Securing womens’ rights is essential to protecting the rights of children, declared Deputy Minister of Health and Family Mariya Ali at a human rights function last night, moving the audience with her experience of handling a particularly insidious case of maternal child abuse.

“I first saw this case in 2000 when I started working in the childrens’ rights unit,” Maryia said. “At the time, the child was 11 years old. We had first accepted the case when he was six – he had bitten a classmate’s cheek and chewed off a piece of flesh, and his class teacher was despairing about what to do with him. He asked us to send him to the juvenile centre in Maafushi.”

The child had been diagnosed with attention-deficit-with-hyperactivity disorder (ADHD), she said. “But his mother wasn’t told to avoid feeding him certain foods, or not to give him Coke or sugary things, or any information like that. So she gave him Coke. And then, when he stole a lump of sugar from a neighbour’s house when he was six, she poured scalding hot water on his hand.”

No assessments of the child’s family background had been made, and nobody “realised just how bad his life was,” Mariya said.

“Because he had ADHD he was difficult to control – so he was put in chains.
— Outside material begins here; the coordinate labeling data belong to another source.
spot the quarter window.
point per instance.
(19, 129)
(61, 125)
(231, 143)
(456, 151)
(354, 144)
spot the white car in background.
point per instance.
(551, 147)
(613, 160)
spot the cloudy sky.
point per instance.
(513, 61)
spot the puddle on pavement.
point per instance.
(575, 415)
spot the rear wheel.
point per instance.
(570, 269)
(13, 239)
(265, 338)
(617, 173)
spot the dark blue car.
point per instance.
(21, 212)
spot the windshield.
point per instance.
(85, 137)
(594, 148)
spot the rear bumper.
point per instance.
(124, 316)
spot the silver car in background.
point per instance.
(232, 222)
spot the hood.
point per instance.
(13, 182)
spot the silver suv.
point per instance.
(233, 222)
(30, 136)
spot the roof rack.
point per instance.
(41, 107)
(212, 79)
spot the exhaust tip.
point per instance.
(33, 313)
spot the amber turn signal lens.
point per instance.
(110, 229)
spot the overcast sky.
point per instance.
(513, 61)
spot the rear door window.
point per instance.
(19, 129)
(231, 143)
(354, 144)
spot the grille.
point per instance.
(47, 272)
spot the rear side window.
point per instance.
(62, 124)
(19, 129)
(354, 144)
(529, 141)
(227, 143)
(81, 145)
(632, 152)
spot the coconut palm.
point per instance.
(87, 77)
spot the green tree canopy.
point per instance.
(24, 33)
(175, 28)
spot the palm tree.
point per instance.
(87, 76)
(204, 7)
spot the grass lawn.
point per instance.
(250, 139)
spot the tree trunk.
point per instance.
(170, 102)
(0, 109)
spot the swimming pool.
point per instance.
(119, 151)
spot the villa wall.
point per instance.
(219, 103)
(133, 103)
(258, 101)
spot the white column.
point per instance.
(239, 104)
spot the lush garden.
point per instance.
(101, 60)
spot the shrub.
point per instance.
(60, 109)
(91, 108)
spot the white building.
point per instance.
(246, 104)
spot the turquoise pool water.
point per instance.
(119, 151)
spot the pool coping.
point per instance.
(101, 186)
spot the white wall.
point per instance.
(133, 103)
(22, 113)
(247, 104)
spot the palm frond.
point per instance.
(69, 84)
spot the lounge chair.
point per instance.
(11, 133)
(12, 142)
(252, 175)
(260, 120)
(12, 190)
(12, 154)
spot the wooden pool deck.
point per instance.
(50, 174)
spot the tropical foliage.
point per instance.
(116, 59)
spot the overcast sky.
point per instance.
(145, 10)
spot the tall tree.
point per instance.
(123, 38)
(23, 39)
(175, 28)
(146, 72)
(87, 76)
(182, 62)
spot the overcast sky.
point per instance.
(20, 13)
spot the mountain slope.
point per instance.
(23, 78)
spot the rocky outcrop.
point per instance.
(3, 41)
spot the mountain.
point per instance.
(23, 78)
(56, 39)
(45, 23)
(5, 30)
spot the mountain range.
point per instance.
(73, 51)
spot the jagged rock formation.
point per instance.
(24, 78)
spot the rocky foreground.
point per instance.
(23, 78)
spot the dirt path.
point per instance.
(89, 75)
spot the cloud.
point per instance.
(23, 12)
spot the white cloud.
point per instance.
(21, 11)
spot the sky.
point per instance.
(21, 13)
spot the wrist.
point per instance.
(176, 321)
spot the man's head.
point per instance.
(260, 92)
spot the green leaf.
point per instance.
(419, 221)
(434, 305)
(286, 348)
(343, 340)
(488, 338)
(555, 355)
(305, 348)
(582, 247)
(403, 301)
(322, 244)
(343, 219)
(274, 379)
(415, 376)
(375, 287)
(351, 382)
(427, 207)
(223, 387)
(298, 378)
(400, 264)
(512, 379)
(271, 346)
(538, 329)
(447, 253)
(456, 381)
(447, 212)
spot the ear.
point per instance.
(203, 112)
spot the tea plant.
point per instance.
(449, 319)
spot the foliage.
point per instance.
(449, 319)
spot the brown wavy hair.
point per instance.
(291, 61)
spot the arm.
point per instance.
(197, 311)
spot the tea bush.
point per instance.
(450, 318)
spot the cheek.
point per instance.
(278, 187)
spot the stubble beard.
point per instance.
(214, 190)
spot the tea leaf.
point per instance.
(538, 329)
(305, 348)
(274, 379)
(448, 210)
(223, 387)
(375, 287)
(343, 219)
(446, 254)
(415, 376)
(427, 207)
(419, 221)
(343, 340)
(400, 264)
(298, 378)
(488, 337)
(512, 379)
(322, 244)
When I went to the house, his foot was chained to a pole in the middle a dark room with nothing in it except a bed.

“He hadn’t been fed because he had misbehaved, so I asked him what he had done. He got scared and hid under the bed and started to cry, saying, ‘sister, please save me from this place.’ I touched his head and saw it was swollen all over – he said he was beaten by his brother.”

In later appointments, Mariya discovered that each of the other siblings in the family had some kind of psychiatric problem. It later emerged that the child had also been sexually abused.

“When I was evaluating the child, his mother told me ‘he only stays still when you show him horror films’ – she would show him five a day. She told me he couldn’t sleep without killing some kind of animal or living thing, and when the animals were buried, the next day he would dig them up and cut off pieces.”

Horrified, Mariya turned to child psychology experts in the UK for advice. She was told the damage could not be reversed even if the boy was given 11 years of therapy.

“A lot happened to this child,” she said. “It began with ADHD; that was something we could have managed. But [the situation] went beyond of our reach because we because we failed to assure his rights for him. When we consider the human rights conventions [that the Maldives has signed], here is a case where so many of those rights have been violated.”

The Ministry was now working to strengthen the mechanisms for child protection and fulfil its obligations under the convention, she said.

“Securing women’s rights is essential to protecting children rights: mothers have to be psychologically fit to take care of a child.”